Once up and running, Clair expects a significant portion of revenue to come through tie-ups with major hotel chains, where, he hopes to supply his confectioneries. He’s currently proposing what this will look like, getting mock-ups of boxes which he can demonstrate to clients, but assures he is not rushing this aspect and wants to approach it properly.

Going solo is not going to be easy. This is something Clair is fully aware of: “It is challenging, nothing comes with a bucket of roses,” he says.

“Dubai is a place where when you want to establish yourself as standalone, it can be pretty tough because of the rules and regulations. At the same time it is very good – because everything is clear in terms of matters of hygiene, registration of trucks and drivers to municipality. The rules applied in Dubai are very good.”

What makes Clair’s cafe stand out is its quality and the reasonable prices.
“Three quarters of (our) ingredients are from France – a higher cost but nevertheless we are not going to kill the client because we want them to come back, so we are reasonably priced.

We want to be recognised as having quality and that everybody can approach us and come and buy something. We don’t just want one class of people coming over, we want everyone to come and enjoy what we do.

“It is me who is the chef, I am creating the recipe and I think those three things separate us from the competition. My thing would be quality standard all the time because I’ll be monitoring the quality of all the products that are coming out.”

To deliver this quality Clair has recruited his finest team of chefs from Indonesia and the Phillipines, many of whom he has worked with before.

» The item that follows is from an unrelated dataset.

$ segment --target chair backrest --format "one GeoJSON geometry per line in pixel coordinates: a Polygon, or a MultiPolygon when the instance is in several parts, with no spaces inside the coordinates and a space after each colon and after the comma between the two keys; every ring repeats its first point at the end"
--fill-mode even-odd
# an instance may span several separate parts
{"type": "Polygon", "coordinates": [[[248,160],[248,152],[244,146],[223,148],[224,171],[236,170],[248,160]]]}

“They know they are coming to work with the devil, but they love it. Like I said – hard work pays and I intend to make them understand that they are not in office work which is completely different.

They are working with different circumstances where people are going to order something right now and you have to stop what you are doing to deliver, right now.”
That’s important he reiterates. Finding a dedicated team of kitchen staff in this day and age is highly challenging.